I datori di lavoro trasmetteranno alla nuova “Banca dati del collocamento mirato” il prospetto informativo telematico dei lavoratori disabili in servizio.
Incentivi alle assunzioni
E’ prevista l’erogazione, per un periodo di 36 mesi, di un incentivo pari al:
 70% (in precedenza 60%) della retribuzione mensile lorda imponibile ai fini previdenziali, in caso di assunzione a tempo indeterminato di un soggetto con riduzione della capacità lavorativa superiore al 79% o con minorazioni ascritte dalla prima alla terza categoria delle tabelle annesse al DPR n. 915/1978;
 35% (in precedenza 25%) della retribuzione mensile lorda imponibile ai fini previdenziali, in caso di assunzione a tempo indeterminato di un soggetto con riduzione della capacità lavorativa compresa tra il 67% e il 79% o con minorazioni ascritte dalla quarta alla sesta categoria delle tabelle annesse al DPR n. 915/1978.
Inoltre, viene previsto che, in caso di assunzione con contratto a tempo indeterminato o con contratto a tempo determinato non inferiore a 12 mesi (per tutta la durata dello stesso) di persone con disabilità intellettiva e psichica che comporti una riduzione della capacità lavorativa superiore al 45%, l’incentivo è pari al 70% della retribuzione mensile lorda imponibile ai fini previdenziali, per un periodo di 60 mesi.
La suddetta disciplina si applica alle assunzioni effettuate dal 1° gennaio 2016, sia in caso di chiamata diretta sia con convenzione.
L’incentivo viene corrisposto al datore di lavoro mediante conguaglio nelle denunce contributive mensili ed è riconosciuto dall’INPS, in base alle risorse disponibili, secondo l’ordine di presentazione delle apposite domande telematiche.
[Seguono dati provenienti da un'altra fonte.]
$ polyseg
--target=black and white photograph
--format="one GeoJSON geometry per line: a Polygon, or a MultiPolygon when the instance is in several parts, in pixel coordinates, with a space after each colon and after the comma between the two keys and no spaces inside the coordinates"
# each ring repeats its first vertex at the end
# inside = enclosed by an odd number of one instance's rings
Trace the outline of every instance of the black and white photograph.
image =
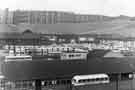
{"type": "Polygon", "coordinates": [[[1,0],[0,90],[135,90],[135,0],[1,0]]]}

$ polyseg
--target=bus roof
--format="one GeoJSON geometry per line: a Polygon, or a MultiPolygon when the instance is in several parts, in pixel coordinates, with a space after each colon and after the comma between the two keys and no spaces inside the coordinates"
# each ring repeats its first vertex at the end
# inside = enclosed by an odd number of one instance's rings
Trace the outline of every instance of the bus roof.
{"type": "Polygon", "coordinates": [[[30,56],[30,55],[22,55],[22,56],[20,56],[20,55],[17,55],[17,56],[13,56],[13,55],[10,55],[10,56],[5,56],[5,58],[23,58],[23,57],[32,57],[32,56],[30,56]]]}

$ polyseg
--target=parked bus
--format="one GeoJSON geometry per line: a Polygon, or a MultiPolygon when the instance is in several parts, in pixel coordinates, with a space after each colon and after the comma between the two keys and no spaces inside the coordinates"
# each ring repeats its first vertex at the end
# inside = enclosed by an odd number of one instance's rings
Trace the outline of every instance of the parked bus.
{"type": "Polygon", "coordinates": [[[109,82],[110,80],[107,74],[76,75],[72,79],[72,85],[74,86],[103,84],[109,82]]]}

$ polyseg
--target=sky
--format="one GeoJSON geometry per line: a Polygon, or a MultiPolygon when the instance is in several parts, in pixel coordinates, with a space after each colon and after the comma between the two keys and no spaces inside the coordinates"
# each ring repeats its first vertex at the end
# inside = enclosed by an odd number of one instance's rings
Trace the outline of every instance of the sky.
{"type": "Polygon", "coordinates": [[[135,0],[1,0],[0,9],[5,8],[135,16],[135,0]]]}

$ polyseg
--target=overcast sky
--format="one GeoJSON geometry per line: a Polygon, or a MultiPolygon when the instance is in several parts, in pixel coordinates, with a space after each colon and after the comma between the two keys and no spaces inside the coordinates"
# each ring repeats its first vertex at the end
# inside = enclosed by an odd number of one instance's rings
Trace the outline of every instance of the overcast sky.
{"type": "Polygon", "coordinates": [[[135,16],[135,0],[1,0],[0,9],[5,8],[135,16]]]}

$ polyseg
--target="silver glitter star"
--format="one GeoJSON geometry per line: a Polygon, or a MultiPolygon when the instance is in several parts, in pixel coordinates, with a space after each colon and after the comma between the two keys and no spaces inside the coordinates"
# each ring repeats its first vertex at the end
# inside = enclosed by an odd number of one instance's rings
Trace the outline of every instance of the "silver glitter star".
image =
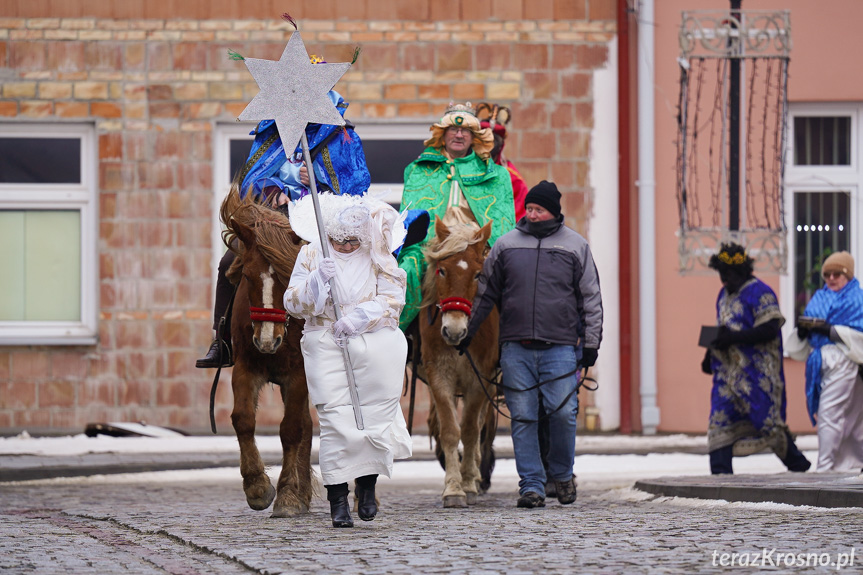
{"type": "Polygon", "coordinates": [[[299,32],[291,34],[279,61],[246,58],[246,67],[261,89],[240,120],[275,120],[285,153],[290,155],[306,124],[344,126],[345,120],[327,93],[350,63],[312,64],[299,32]]]}

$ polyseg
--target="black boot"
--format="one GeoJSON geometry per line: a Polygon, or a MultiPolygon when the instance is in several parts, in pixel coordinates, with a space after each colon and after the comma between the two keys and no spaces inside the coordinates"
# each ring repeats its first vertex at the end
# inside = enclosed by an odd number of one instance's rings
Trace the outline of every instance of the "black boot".
{"type": "Polygon", "coordinates": [[[222,357],[219,361],[219,340],[217,339],[210,344],[207,355],[195,362],[195,367],[231,367],[232,365],[234,365],[234,358],[231,354],[231,344],[227,341],[222,342],[222,357]]]}
{"type": "Polygon", "coordinates": [[[375,501],[375,483],[378,476],[364,475],[357,477],[354,495],[357,498],[357,514],[363,521],[371,521],[378,514],[378,504],[375,501]]]}
{"type": "Polygon", "coordinates": [[[808,471],[812,467],[812,462],[806,459],[806,456],[800,452],[790,433],[786,434],[786,437],[788,438],[788,451],[785,452],[785,459],[782,460],[782,463],[785,464],[788,471],[797,471],[800,473],[808,471]]]}
{"type": "Polygon", "coordinates": [[[327,501],[330,502],[330,517],[333,527],[353,527],[351,508],[348,505],[348,484],[324,485],[327,488],[327,501]]]}
{"type": "Polygon", "coordinates": [[[734,456],[734,446],[726,445],[710,452],[710,473],[713,475],[734,473],[731,458],[734,456]]]}

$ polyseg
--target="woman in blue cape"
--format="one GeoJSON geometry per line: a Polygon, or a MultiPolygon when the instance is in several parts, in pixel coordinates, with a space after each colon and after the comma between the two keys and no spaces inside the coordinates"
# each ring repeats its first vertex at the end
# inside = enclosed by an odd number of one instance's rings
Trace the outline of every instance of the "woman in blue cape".
{"type": "Polygon", "coordinates": [[[818,427],[817,471],[863,466],[863,290],[848,252],[821,265],[824,287],[798,320],[789,354],[806,360],[806,407],[818,427]]]}
{"type": "Polygon", "coordinates": [[[716,300],[719,335],[702,370],[713,374],[707,444],[710,472],[733,473],[734,455],[771,449],[789,471],[811,466],[785,424],[785,374],[780,328],[785,319],[770,286],[752,275],[743,246],[722,244],[710,258],[722,290],[716,300]]]}

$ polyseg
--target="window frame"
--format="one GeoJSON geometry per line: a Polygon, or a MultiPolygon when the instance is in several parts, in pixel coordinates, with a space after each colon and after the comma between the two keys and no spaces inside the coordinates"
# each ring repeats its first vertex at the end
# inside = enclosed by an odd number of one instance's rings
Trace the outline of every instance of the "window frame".
{"type": "Polygon", "coordinates": [[[847,192],[850,194],[849,222],[851,226],[849,246],[856,261],[863,256],[863,103],[791,103],[788,107],[787,154],[785,165],[785,213],[788,220],[788,267],[780,278],[780,309],[785,317],[782,328],[783,337],[788,337],[796,323],[794,298],[796,295],[794,278],[796,276],[796,254],[793,235],[797,233],[792,225],[797,219],[795,195],[798,192],[830,193],[847,192]],[[798,116],[850,116],[851,117],[851,164],[849,166],[798,166],[794,164],[794,119],[798,116]]]}
{"type": "Polygon", "coordinates": [[[94,345],[99,336],[99,194],[97,149],[92,124],[0,122],[0,136],[80,138],[81,181],[77,184],[0,183],[0,209],[74,210],[80,214],[80,321],[0,321],[0,346],[94,345]]]}

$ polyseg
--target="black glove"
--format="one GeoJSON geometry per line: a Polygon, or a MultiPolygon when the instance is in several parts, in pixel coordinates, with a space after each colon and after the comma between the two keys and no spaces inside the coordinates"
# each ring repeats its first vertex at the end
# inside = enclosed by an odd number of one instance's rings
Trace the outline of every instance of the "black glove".
{"type": "Polygon", "coordinates": [[[593,367],[598,355],[599,352],[592,347],[586,347],[581,350],[581,367],[593,367]]]}
{"type": "MultiPolygon", "coordinates": [[[[830,328],[833,327],[826,321],[824,323],[816,323],[812,327],[809,328],[809,331],[812,333],[820,333],[821,335],[826,335],[830,337],[830,328]]],[[[799,333],[799,332],[798,332],[799,333]]]]}
{"type": "Polygon", "coordinates": [[[466,352],[467,348],[470,346],[471,340],[473,340],[473,337],[467,336],[456,344],[455,348],[459,355],[464,355],[464,352],[466,352]]]}
{"type": "Polygon", "coordinates": [[[735,333],[723,325],[719,327],[719,335],[716,336],[716,339],[710,342],[710,347],[725,351],[735,343],[737,343],[735,333]]]}
{"type": "Polygon", "coordinates": [[[710,366],[710,350],[704,350],[704,359],[701,360],[701,373],[713,375],[713,369],[710,366]]]}

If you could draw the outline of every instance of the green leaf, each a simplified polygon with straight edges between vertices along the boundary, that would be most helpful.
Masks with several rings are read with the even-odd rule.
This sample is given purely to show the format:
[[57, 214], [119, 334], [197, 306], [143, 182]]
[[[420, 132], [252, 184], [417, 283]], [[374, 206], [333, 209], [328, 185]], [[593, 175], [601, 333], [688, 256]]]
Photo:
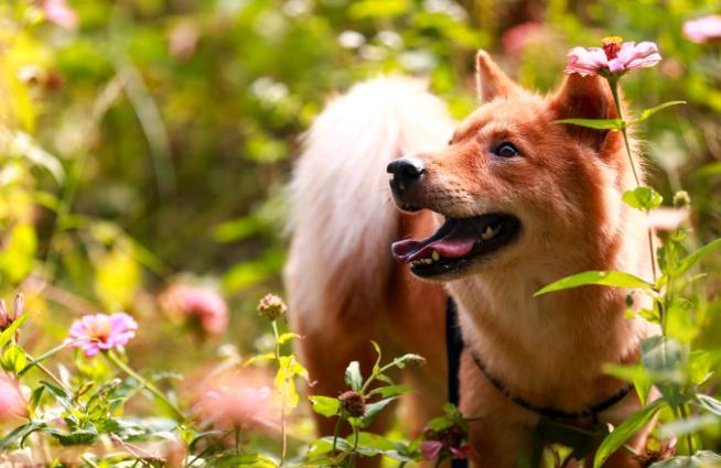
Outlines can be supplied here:
[[250, 359], [245, 361], [243, 363], [243, 366], [250, 366], [250, 364], [254, 364], [254, 363], [260, 362], [260, 361], [272, 361], [273, 359], [276, 359], [276, 353], [275, 352], [266, 352], [265, 355], [258, 355], [258, 356], [251, 357]]
[[392, 361], [392, 364], [398, 369], [403, 369], [406, 367], [419, 367], [426, 363], [426, 358], [419, 355], [408, 353], [403, 355], [400, 358], [396, 358]]
[[699, 404], [707, 411], [721, 416], [721, 401], [701, 393], [696, 395], [696, 400], [698, 400]]
[[672, 100], [672, 101], [669, 101], [669, 102], [664, 102], [664, 104], [661, 104], [659, 106], [656, 106], [656, 107], [652, 107], [650, 109], [645, 109], [643, 112], [641, 112], [641, 116], [638, 116], [638, 118], [636, 120], [634, 120], [633, 122], [631, 122], [631, 123], [633, 124], [633, 123], [643, 122], [644, 120], [648, 119], [650, 116], [653, 116], [654, 113], [656, 113], [656, 112], [658, 112], [660, 110], [664, 110], [664, 109], [666, 109], [668, 107], [671, 107], [671, 106], [678, 106], [678, 105], [681, 105], [681, 104], [686, 104], [686, 101], [684, 101], [684, 100]]
[[721, 456], [710, 450], [697, 451], [692, 457], [678, 456], [657, 461], [649, 468], [711, 468], [721, 464]]
[[701, 349], [691, 351], [688, 357], [688, 378], [695, 385], [700, 385], [713, 376], [711, 353]]
[[341, 410], [341, 402], [338, 399], [333, 399], [330, 396], [313, 395], [309, 396], [313, 411], [318, 414], [321, 414], [325, 417], [332, 417], [338, 414]]
[[345, 369], [345, 383], [356, 392], [363, 387], [363, 376], [360, 376], [360, 364], [353, 361]]
[[30, 318], [30, 314], [21, 315], [0, 334], [0, 349], [4, 348], [4, 346], [10, 342], [10, 340], [15, 336], [15, 333], [18, 333], [18, 328], [20, 328], [28, 318]]
[[709, 413], [700, 416], [690, 416], [685, 420], [676, 420], [661, 426], [660, 436], [661, 438], [670, 436], [681, 437], [686, 434], [699, 432], [703, 427], [718, 426], [719, 422], [721, 422], [719, 416]]
[[4, 438], [0, 439], [0, 450], [4, 450], [6, 448], [9, 448], [11, 445], [18, 443], [21, 447], [25, 438], [34, 433], [35, 431], [40, 431], [44, 424], [39, 424], [39, 423], [28, 423], [24, 424], [20, 427], [15, 427], [10, 434], [8, 434]]
[[658, 192], [645, 186], [624, 192], [622, 199], [626, 205], [644, 211], [658, 208], [661, 202], [664, 202], [664, 197]]
[[541, 287], [534, 294], [534, 297], [556, 291], [570, 290], [579, 286], [591, 284], [616, 287], [635, 287], [639, 290], [650, 290], [654, 285], [638, 276], [622, 271], [585, 271], [558, 280], [551, 284]]
[[656, 400], [618, 425], [599, 446], [593, 459], [593, 468], [600, 468], [614, 451], [648, 424], [665, 404], [666, 402], [663, 399]]
[[373, 389], [370, 392], [368, 392], [368, 396], [380, 395], [380, 398], [387, 399], [389, 396], [396, 396], [402, 393], [413, 393], [415, 391], [416, 389], [407, 385], [388, 385]]
[[394, 400], [396, 400], [397, 396], [391, 396], [389, 399], [384, 399], [379, 400], [377, 402], [370, 403], [366, 405], [366, 414], [363, 415], [363, 417], [358, 417], [358, 425], [360, 427], [367, 427], [370, 423], [373, 423], [373, 420], [378, 416], [378, 414], [390, 403], [392, 403]]
[[632, 382], [636, 389], [641, 404], [646, 404], [648, 392], [650, 392], [654, 381], [641, 363], [633, 366], [606, 364], [603, 367], [603, 371], [610, 376]]
[[290, 341], [291, 339], [295, 339], [295, 338], [301, 338], [301, 336], [298, 335], [298, 334], [291, 334], [291, 333], [282, 334], [281, 336], [278, 337], [278, 345], [284, 345], [286, 342]]
[[714, 249], [718, 249], [719, 247], [721, 247], [721, 239], [717, 239], [717, 240], [703, 246], [702, 248], [700, 248], [696, 252], [691, 253], [690, 255], [688, 255], [687, 258], [681, 260], [681, 264], [678, 266], [678, 269], [676, 270], [675, 273], [677, 275], [681, 275], [681, 274], [686, 273], [688, 270], [691, 269], [691, 266], [697, 264], [699, 261], [701, 261], [701, 259], [703, 259], [706, 255], [708, 255], [709, 253], [711, 253]]
[[25, 367], [28, 358], [25, 357], [25, 351], [18, 345], [13, 345], [6, 349], [2, 353], [2, 368], [9, 370], [12, 373], [17, 374], [20, 369]]
[[621, 119], [561, 119], [553, 123], [570, 123], [596, 130], [623, 130], [626, 127], [626, 122]]

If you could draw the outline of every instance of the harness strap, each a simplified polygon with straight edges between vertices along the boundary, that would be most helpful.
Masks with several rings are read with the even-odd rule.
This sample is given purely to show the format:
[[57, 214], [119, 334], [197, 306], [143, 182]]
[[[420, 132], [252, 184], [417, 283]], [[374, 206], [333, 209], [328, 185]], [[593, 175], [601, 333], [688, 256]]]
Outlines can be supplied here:
[[604, 410], [610, 409], [614, 404], [618, 403], [621, 400], [623, 400], [628, 392], [632, 390], [632, 385], [624, 385], [618, 392], [616, 392], [613, 396], [611, 396], [607, 400], [602, 401], [601, 403], [594, 404], [592, 406], [587, 406], [581, 411], [574, 411], [574, 412], [569, 412], [569, 411], [563, 411], [559, 410], [556, 407], [551, 406], [538, 406], [535, 405], [534, 403], [530, 403], [523, 398], [512, 393], [501, 381], [493, 376], [488, 369], [486, 368], [485, 363], [481, 360], [478, 355], [476, 355], [473, 351], [471, 352], [471, 357], [473, 358], [473, 361], [475, 364], [481, 369], [483, 374], [486, 377], [488, 382], [493, 384], [493, 387], [496, 388], [501, 393], [504, 394], [508, 400], [512, 402], [516, 403], [518, 406], [521, 406], [528, 411], [531, 411], [534, 413], [537, 413], [541, 416], [548, 417], [549, 420], [577, 420], [577, 418], [582, 418], [582, 417], [591, 417], [593, 418], [593, 422], [598, 422], [598, 415], [599, 413], [603, 412]]
[[[458, 406], [460, 400], [459, 391], [459, 369], [461, 361], [461, 351], [463, 351], [463, 337], [461, 336], [460, 328], [458, 327], [458, 307], [455, 301], [452, 297], [449, 297], [446, 307], [445, 307], [445, 347], [448, 352], [448, 368], [449, 368], [449, 401]], [[616, 392], [613, 396], [607, 400], [602, 401], [601, 403], [588, 406], [581, 411], [568, 412], [550, 406], [538, 406], [535, 405], [521, 396], [512, 393], [506, 385], [498, 380], [494, 374], [488, 371], [488, 368], [485, 366], [483, 360], [473, 351], [470, 351], [473, 361], [476, 367], [481, 369], [483, 374], [488, 379], [488, 382], [493, 384], [501, 393], [504, 394], [508, 400], [516, 403], [517, 405], [536, 413], [540, 416], [545, 416], [549, 420], [577, 420], [582, 417], [592, 417], [595, 422], [598, 420], [598, 414], [604, 410], [610, 409], [614, 404], [623, 400], [633, 389], [632, 384], [627, 384]], [[460, 466], [459, 466], [460, 467]], [[456, 468], [456, 465], [453, 465], [453, 468]]]
[[[461, 352], [463, 351], [463, 337], [458, 324], [455, 301], [449, 297], [445, 303], [445, 356], [448, 359], [448, 401], [456, 407], [460, 403], [461, 385], [459, 371], [461, 370]], [[451, 468], [467, 468], [469, 460], [454, 458]]]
Fondo regionale per l’occupazione dei disabili
E’ prevista la destinazione delle risorse che affluiscono al Fondo regionale per l’occupazione dei disabili per il rimborso forfetario parziale delle spese necessarie alla trasformazione del posto di lavoro (per renderlo adeguato alle possibilità operative dei disabili con riduzione della capacità lavorativa superiore al 50%), per l’apprestamento di tecnologie di telelavoro, per la rimozione delle barriere architettoniche, nonché per istituire il responsabile dell’inserimento lavorativo nei luoghi di lavoro.
Centralinisti telefonici privi della vista
E’ soppresso l’Albo professionale nazionale dei centralinisti telefonici privi della vista.
Per il collocamento al lavoro dei centralinisti non vedenti non è più quindi necessaria la preventiva iscrizione nel suddetto albo professionale.
Restiamo a disposizione e porgiamo cordiali saluti.